CHAPTER V.
WHAT SHALL I DO?
No man ever made an ill-figure who understood his own talents, nor a good one who mistook them. —Swift.
Blessed is he who has found his work,—let him ask no other blessing. —Carlyle.
Whatever you are by nature, keep to it; never desert your line of talent. Be what nature intended you for, and you will succeed; be anything else, and you will be ten thousand times worse than nothing. —Sydney Smith.
He who is false to present duty breaks a thread in the loom, and will find the flaw when he may have forgotten its cause. —Beecher.
I am glad to think
I am not bound to make the world go round;
But only to discover and to do,
With cheerful heart, the work that God appoints.
—Jean Ingelow.
"Do that which is assigned you," says Emerson, "and you cannot hope too much or dare too much. There is at this moment for you an utterance brave and grand as that of the colossal chisel of Phidias, or trowel of the Egyptians, or the pen of Moses or Dante, but different from all these."

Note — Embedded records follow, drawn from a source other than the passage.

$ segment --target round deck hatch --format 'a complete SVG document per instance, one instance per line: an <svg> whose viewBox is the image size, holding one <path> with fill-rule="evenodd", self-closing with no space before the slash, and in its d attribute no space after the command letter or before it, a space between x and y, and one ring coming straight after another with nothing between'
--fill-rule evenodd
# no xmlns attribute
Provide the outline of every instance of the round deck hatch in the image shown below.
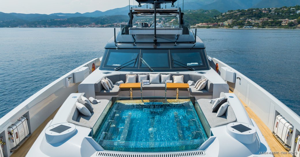
<svg viewBox="0 0 300 157"><path fill-rule="evenodd" d="M243 123L234 122L227 125L227 132L240 142L246 144L254 142L256 138L256 129L254 126Z"/></svg>
<svg viewBox="0 0 300 157"><path fill-rule="evenodd" d="M72 136L76 131L75 125L71 123L56 124L46 129L46 141L52 144L63 141Z"/></svg>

"I felt that I was in the world to do something, and thought I must," said Whittier, thus giving the secret of his great power. It is the man who must enter law, literature, medicine, the ministry, or any other of the overstocked professions, who will succeed. His certain call—that is, his love for it, and his fidelity to it—are the imperious factors of his career. If a man enters a profession simply because his grandfather made a great name in it, or his mother wants him to, with no love or adaptability for it, it were far better for him to be a day laborer. In the humbler work, his intelligence may make him a leader; in the other career he might do as much harm as a boulder rolled from its place upon a railroad track, a menace to the next express.
Lowell said: "It is the vain endeavor to make ourselves what we are not, that has strewn history with so many broken purposes, and lives left in the rough."